MÜNCHEN, DE - (HealthTech Wire / News) - Im Zuge einer Ausschreibung hat das Schweizer Bundesamt für Gesundheit die Verisk Health GmbH beauftragt, ein unabhängiges wissenschaftliches Vergleichsgutachten zum Einsatz verschiedener Morbiditätsfaktoren für den Risikoausgleich der obligatorischen Krankenversicherung zu erarbeiten. Die Verisk Health GmbH setzte sich dabei erfolgreich gegen spezialisierte Beratungsfirmen und wissenschaftliche Institute aus der Schweiz durch.

Story Highlights
  • Verisk Health GmbH setzte sich erfolgreich gegen spezialisierte Beratungsfirmen und wissenschaftliche Institute aus der Schweiz durch.
  • Bei dem Vergleichsgutachten wird man auch auf die Erfahrungen mit dem deutschen Risikostrukturausgleich (RSA) zurückgreifen.
  • „Unser Vergleichsgutachten soll die Schweizer Parlamentarier über alle methodischen, juristischen und politischen Faktoren informieren, die sie für ihre Entscheidung benötigen.“

Bis zum 30. September 2010 wird die Abteilung Analytics der Verisk Health GmbH gemeinsam mit einer Expertin der Eidgenössischen Technischen Hochschule Zürich ein umfassendes Dossier zu Eignung, Auswirkungen und Vorhersagekraft verschiedener Modelle des Risikoausgleichs in der Schweizer Krankenversicherung ausarbeiten.
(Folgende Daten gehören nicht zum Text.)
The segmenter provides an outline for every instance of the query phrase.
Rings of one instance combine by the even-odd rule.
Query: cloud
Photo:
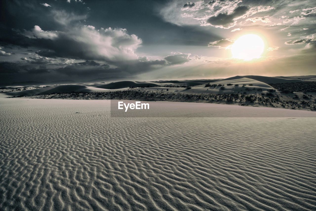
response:
[[[191,55],[191,53],[182,53],[180,52],[172,52],[173,54],[167,56],[165,57],[165,60],[171,65],[179,65],[184,64],[190,60],[189,57]]]
[[[191,8],[194,7],[195,5],[195,3],[194,2],[193,3],[188,2],[183,5],[183,8],[185,8],[186,7],[189,7],[190,8]]]
[[[45,6],[45,7],[51,7],[52,6],[50,5],[49,4],[48,4],[46,3],[40,3],[40,4],[41,4],[42,5],[43,5],[43,6]]]
[[[31,38],[43,38],[54,40],[58,36],[56,31],[43,31],[38,26],[34,26],[30,31],[25,30],[22,34]]]
[[[110,68],[108,65],[101,65],[93,61],[86,61],[79,62],[56,70],[59,73],[72,75],[95,75],[111,72],[117,72],[118,70]]]
[[[235,25],[235,21],[234,19],[245,15],[249,10],[246,6],[239,6],[235,8],[230,14],[219,13],[217,16],[211,17],[207,22],[216,27],[229,28]]]
[[[11,53],[8,53],[5,52],[4,51],[2,50],[1,49],[2,49],[2,48],[0,47],[0,56],[9,56],[11,55],[12,54],[14,54],[12,52]]]
[[[38,54],[47,57],[113,62],[136,59],[137,57],[134,51],[142,43],[141,39],[135,34],[129,34],[126,29],[98,29],[91,26],[75,27],[64,32],[44,31],[35,26],[23,34],[32,39],[50,40],[41,44],[47,49],[37,52]]]
[[[316,34],[310,34],[301,39],[287,41],[284,44],[285,45],[295,45],[315,42],[316,42]]]
[[[269,47],[268,48],[267,50],[268,51],[276,51],[279,50],[279,48],[280,47],[278,46],[273,46],[272,47]]]
[[[242,29],[242,28],[234,28],[234,29],[233,29],[230,31],[233,32],[235,32],[236,31],[240,31]]]
[[[265,23],[271,22],[271,21],[269,18],[265,17],[255,17],[248,18],[246,20],[246,21],[251,21],[253,23],[255,23],[257,21],[261,21],[263,23]]]
[[[64,10],[53,10],[52,11],[52,15],[55,21],[64,26],[68,26],[74,22],[79,22],[88,17],[87,15],[78,15]]]
[[[304,53],[316,53],[316,43],[310,42],[307,43],[302,50]]]
[[[208,46],[217,47],[218,48],[225,48],[228,49],[234,43],[234,41],[230,39],[225,39],[218,40],[214,42],[211,42],[209,43]]]
[[[35,54],[34,56],[21,58],[22,60],[25,61],[28,63],[37,65],[54,64],[58,65],[64,65],[73,63],[74,59],[66,58],[50,58],[41,56]]]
Dr. Ralph Leonhardt, Director of Analytics bei Verisk Health International, erklärte hierzu: „Nur mit einer Risikoadjustierung und Morbiditätsorientierung lässt sich eine solidarische Krankenversicherung gleichzeitig fair und kostengünstig weiterentwickeln. In unserem Dossier werden wir die Vor- und Nachteile einzelner Morbiditätsfaktoren aufzählen, aber auch die jeweiligen Anreizsysteme und die Wahrscheinlichkeit des Missbrauchs analysieren und bewerten.“

Die obligatorische Krankenversicherung der Schweiz betreibt keine Versichertenselektion und erhebt von allen Mitgliedern einen morbiditätsunabhängigen Einheitsbeitrag. Bislang steuern lediglich die Parameter Alter und Geschlecht den Risikoausgleich der Krankenkassen untereinander. „Diese rudimentären und unpräzisen Risikofaktoren will das Schweizer Bundesamt nun differenzieren und weiterentwickeln. Unser Vergleichsgutachten soll die Schweizer Parlamentarier über alle methodischen, juristischen und politischen Faktoren informieren, die sie für ihre Entscheidung für oder gegen ein bestimmtes Modell benötigen“, ergänzte Leonhardt. Hierbei werde man unter anderem auch auf die Erfahrungen mit dem deutschen Risikostrukturausgleich (RSA) zurückgreifen, dessen Algorithmen, Grouper und Hierarchisierungsfaktoren Verisk Health maßgeblich mitgestaltet hat.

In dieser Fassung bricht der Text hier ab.